D.: ¡Jajaja! Volar a la altura, dices. No sólo es una altura más bien bajita, al alcance de cualquiera que tenga que matar la frustración de no tener vida social con miles de horas de biblioteca, sino que no camufla la bajeza moral de los personajes, misóginos y cutres, que buscan la trascendencia a través de la destrucción del amor, de la alegría y de la ética. 
A.: ¡Poesía, che, poesía! ¿Sabés lo que es? Esa potencia visual y evocadora de las palabras... Rayuela es un orgasmo, un colocón de coca, es una supernova de colores explotando a cada página. 

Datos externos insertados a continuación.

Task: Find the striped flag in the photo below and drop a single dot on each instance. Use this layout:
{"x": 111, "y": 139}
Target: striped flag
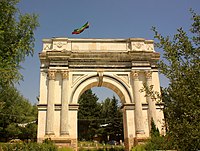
{"x": 80, "y": 30}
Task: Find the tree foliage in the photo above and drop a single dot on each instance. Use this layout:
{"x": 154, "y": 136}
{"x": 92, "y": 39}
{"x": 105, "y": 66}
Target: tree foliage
{"x": 16, "y": 111}
{"x": 16, "y": 40}
{"x": 181, "y": 65}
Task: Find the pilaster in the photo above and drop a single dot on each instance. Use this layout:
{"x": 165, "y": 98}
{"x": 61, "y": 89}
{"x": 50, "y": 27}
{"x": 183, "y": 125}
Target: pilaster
{"x": 139, "y": 121}
{"x": 65, "y": 104}
{"x": 50, "y": 104}
{"x": 150, "y": 101}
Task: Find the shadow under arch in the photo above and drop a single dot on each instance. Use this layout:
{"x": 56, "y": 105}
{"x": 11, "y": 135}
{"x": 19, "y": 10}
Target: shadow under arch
{"x": 108, "y": 81}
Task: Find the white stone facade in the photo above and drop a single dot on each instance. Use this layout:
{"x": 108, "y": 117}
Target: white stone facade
{"x": 71, "y": 66}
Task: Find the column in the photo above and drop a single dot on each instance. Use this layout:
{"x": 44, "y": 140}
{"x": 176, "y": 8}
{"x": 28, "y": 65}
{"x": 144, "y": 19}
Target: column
{"x": 129, "y": 126}
{"x": 139, "y": 123}
{"x": 65, "y": 105}
{"x": 50, "y": 103}
{"x": 150, "y": 101}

D.: Pero es una poesía que enfada. 
A.: Y encandila. Y crea adicción, no me lo negarás. 
D.: Adicción de la mala. Adicción fastidiosa y repugnante. 
A.: ¡Y seductora! Con esas reflexiones filosóficas que estallan en tu cabeza como fogonazos cuando menos te las esperas. Y París. Ah, París...

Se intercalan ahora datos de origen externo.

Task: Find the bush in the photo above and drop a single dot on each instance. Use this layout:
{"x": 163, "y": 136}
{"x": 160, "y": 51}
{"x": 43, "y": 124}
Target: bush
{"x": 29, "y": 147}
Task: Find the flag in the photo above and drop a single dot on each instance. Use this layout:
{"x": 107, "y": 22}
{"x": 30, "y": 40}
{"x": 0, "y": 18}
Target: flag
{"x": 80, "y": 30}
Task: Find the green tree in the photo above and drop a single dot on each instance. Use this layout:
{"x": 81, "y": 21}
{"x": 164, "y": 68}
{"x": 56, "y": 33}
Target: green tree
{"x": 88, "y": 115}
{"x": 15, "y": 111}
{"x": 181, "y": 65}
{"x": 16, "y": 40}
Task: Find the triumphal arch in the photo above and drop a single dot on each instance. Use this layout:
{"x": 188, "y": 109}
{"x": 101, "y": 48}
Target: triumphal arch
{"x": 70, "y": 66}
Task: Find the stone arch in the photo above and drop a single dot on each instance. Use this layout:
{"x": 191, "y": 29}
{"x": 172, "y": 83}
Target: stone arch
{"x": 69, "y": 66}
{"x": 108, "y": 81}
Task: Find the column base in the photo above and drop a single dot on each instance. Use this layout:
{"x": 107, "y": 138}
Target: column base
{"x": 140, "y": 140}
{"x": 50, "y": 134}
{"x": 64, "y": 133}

D.: Sí, ese París sucio y glacial, lleno de jóvenes extranjeros hastiados de sí mismos, de su propia inteligencia, de sus propios fracasos, incapaces de encontrar una forma aceptable de vivir.

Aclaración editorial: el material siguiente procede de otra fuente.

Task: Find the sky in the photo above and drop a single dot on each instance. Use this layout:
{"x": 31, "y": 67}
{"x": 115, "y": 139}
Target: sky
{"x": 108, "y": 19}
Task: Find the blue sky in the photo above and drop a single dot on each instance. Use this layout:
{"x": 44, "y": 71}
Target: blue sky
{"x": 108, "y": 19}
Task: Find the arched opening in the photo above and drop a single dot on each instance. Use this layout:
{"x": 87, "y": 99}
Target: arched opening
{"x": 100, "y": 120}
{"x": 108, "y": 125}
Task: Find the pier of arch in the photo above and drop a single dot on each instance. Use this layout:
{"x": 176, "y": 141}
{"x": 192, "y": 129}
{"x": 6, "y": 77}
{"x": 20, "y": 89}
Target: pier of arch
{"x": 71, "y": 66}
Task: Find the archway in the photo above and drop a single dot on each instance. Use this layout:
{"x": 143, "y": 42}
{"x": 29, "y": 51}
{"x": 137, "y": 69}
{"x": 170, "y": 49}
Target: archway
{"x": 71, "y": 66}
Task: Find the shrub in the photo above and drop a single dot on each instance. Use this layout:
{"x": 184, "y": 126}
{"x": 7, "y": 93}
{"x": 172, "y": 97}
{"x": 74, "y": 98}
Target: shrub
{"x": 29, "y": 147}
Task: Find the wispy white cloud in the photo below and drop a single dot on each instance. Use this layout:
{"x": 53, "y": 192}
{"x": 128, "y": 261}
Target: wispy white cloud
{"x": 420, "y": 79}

A.: Pero es fascinante, ese retrato de una juventud que tuvo un sueño dorado con esa ciudad que no supo cumplir sus expectativas, que en cierto modo no estuvo a la altura.
D.: ¿Que París no estuvo a la altura?
A.: Sí, a la altura de sus ambiciones, de sus ideas, de...
D.: Pero si estaban ciegos, ciegos de tan inteligentes, golpeándose contra las paredes de sus vidas, asfixiados por su propia ultraconciencia de sí mismos, siempre necesitando explicar los motivos de su existencia, o de su soledad, o de su concepción trágica de la vida, como si tuvieran miedo de olvidarlos todos, de no alcanzar la gloria. 
A.: ¡Pero si ya la alcanzaron! Rayuela es gloria, che, que parece que no te das cuenta. La Maga es gloria, es La Mujer con mayúscula, el sueño de cualquiera que tenga necesidad de fantasía, de vivir otras vidas más brillantes, más prometedoras que la propia. Y la Maga en París, paseando por el Pont des Arts con ese aire vulnerable y seductor..., ¡da para alimentar los sueños de toda una generación!
D.: Sí, la Maga es sublime, pero bien que todos la desprecian, mirándola con suspiros, como diciendo "qué paciencia hay que tener contigo, estúpida ignorante".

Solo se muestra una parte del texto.